A scientific review of the health effects of humidity published in 1986 by Arundel et al, reports that high levels of indoor humidity can encourage bacteria, viruses, mites and fungi, and more respiratory infections and sicknesses. “The majority of adverse health effects caused by relative humidity would be minimized by maintaining indoor levels between 40 and 60%.”
It’s one thing to feel hot and sweaty, it’s another to see exactly the relative humidity level. In the same way a thermometer checks the temperature of a room, a humidity gauge—also known as a hygrometer—shows the current humidity expressed as a percentage. In general, when the outdoor temperature is over 50F, indoor humidity levels should not exceed 50%.
How to choose?
Dehumidifiers come in a variety of sizes and capacities—from whole-house units that tie into the HVAC system and dump water right into a sump pump, to portable units that are self- contained and can be moved from room to toom.
Whether you’ve got a humid office, garage, closet or bedroom, there’s a dehumidifier that can handle it all. The smallest size of dehumidifier I recommend removes up to 30-pints of moisture from the air per day with its 3-liter water tank capacity. It’s recommended for small, indoor spaces like closets or offices up to 1,000 square feet.
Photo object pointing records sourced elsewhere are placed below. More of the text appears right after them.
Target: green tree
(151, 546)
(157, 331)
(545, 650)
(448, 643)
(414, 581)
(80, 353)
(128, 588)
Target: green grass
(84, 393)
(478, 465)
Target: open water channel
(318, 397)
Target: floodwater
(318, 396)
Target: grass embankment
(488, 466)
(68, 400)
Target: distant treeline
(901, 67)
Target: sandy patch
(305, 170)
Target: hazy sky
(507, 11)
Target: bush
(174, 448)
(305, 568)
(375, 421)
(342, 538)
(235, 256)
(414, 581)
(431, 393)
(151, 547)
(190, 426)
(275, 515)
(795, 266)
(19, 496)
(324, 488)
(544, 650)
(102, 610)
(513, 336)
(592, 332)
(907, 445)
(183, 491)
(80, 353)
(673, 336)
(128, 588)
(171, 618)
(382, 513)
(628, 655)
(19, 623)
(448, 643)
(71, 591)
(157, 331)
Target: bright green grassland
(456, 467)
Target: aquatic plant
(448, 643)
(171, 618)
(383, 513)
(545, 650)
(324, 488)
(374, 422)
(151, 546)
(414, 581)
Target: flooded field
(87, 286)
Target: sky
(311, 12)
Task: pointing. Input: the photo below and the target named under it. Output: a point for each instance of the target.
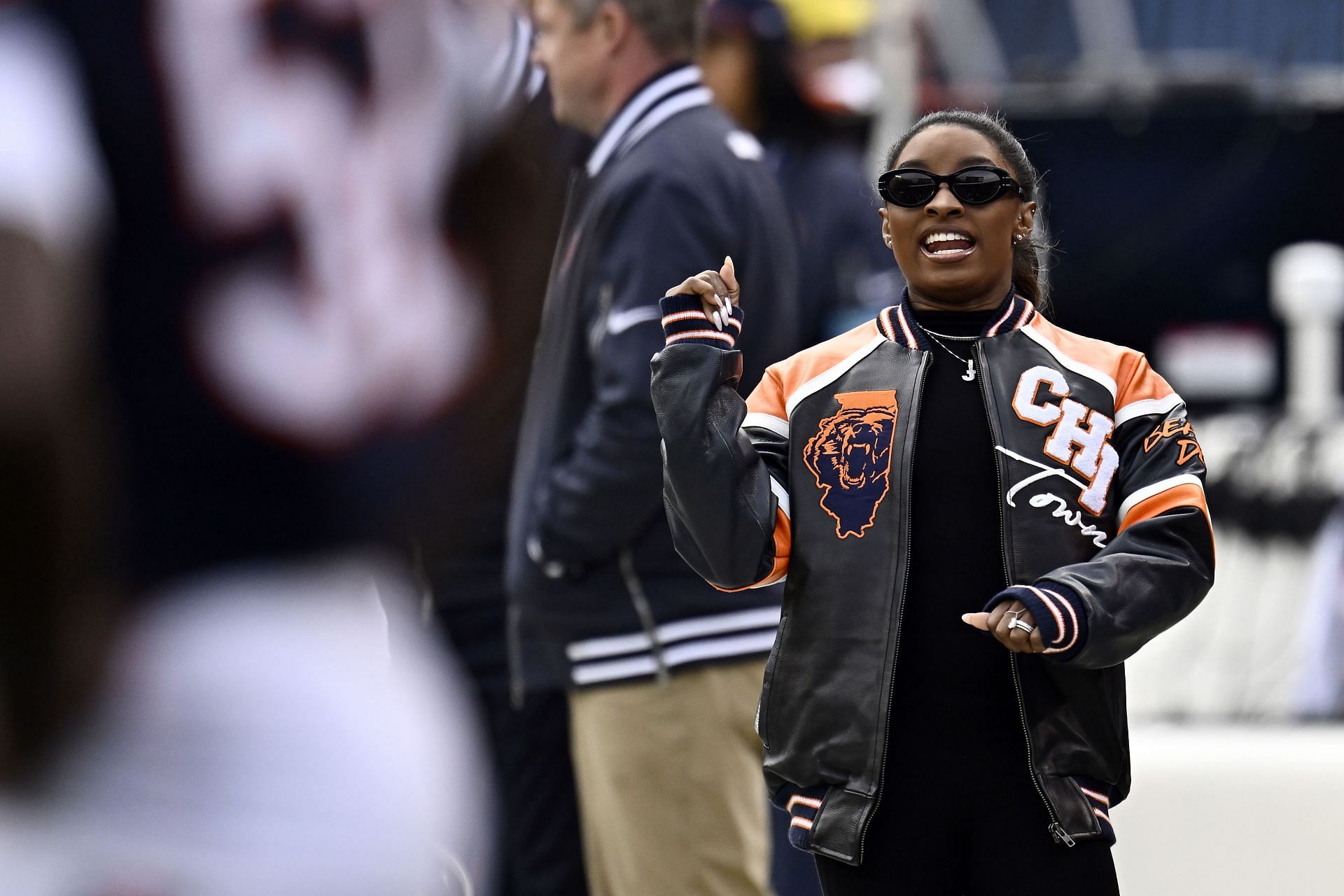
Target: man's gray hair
(671, 26)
A 50-pint capacity dehumidifier is built to handle a 1,000 to 2,500 square foot area and works well for bedrooms or common spaces. A 70-pint capacity dehumidifier is intended for rooms between 2,500 to 4,000 square feet, such as basements, cellars, or large spaces.
Typically dehumidifiers are cheaper to operate than air conditioning. You can cut the operation costs even further when you select an Energy Star-certified dehumidifier, which will use about 15% less energy than conventional units.
Best Inexpensive dehumidifiers
The hOmeLabs family of dehumidifiers deserves your full attention for several reasons. First, these machines are not ugly—who wants some big monster of a machine taking up space?
Next, these units are workhorses that come in a variety of sizes. Remember to select the machine that most closely matches the square footage of the space you need to dehumidify. And, they are super easy to use. hOmeLabs dehumidifiers are quiet, efficient, attractive, Energy-Star certified and priced right with a 2-year warranty.
For these reasons, I pick hOmeLabs dehumidifiers as Best Inexpensive Humidifiers.